Against my son and his friend (both 14), I took Prussia as usual. My early draws were weak in Diamonds, but strong elsewhere. I set up against Austria in Clubs, Russia in Spades, and France in Hearts. As usual, I moved Frederick and Winterfeldt southwest to threaten Hildburghausen and French supply.
Russia made the first strong move. Deploying Ehrensvard most effectively, it was not stopped until reaching Neudamm. France pressured Madgeburg but could not break through. I defended Austria in lower Silesia (at Lublinitz and Cosel), intending to extend Austria's battlefield. She failed to mount even a serious attack, presumably from lack of Clubs.
At midgame, however, Austria shifted three generals west to Leipzig. I had Frederick guarding Clubs at Naumburg, but could not maintain supply. Austria proceeded to play for Imperial victory harder than I have ever seen. I rushed Keith back from the west, but had appreciated the threat at Leipzig a turn too late and conceded on Turn 21 to the Empire on Turn 21 (for Elisabeth).

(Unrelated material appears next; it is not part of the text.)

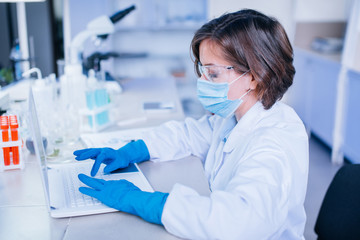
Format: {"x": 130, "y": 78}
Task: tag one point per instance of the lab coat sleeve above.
{"x": 253, "y": 205}
{"x": 175, "y": 140}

Lord Bute interceded on Turn 9, and, of the first 13 fate cards, Frederick was helped only by Clive (Turn 14). Thus, I could console myself that with the Allied fate cards coming out so late, Prussia was not destined for victory. Nonetheless, if (to paraphrase Kipling) triumph and disaster are just twin imposters of wisdom , what did I learn?
Certainly, the evidence remains unrefuted that Austria is the House of Brandenburg's strongest enemy and must be treated as such throughout. I also continue to beleive that Prussia should wait three turns before choosing the primary defense suit against Austria.
However, I now question Clubs as the choice of that suit. In order to defend Imperial objectives in Clubs Prussia must maintain a difficult supply route. Furthermore, if it does choose Clubs, then I am inclined not to defend lower Silesia, as doing so forfeits much of Prussia's advantage of interior lines of defense.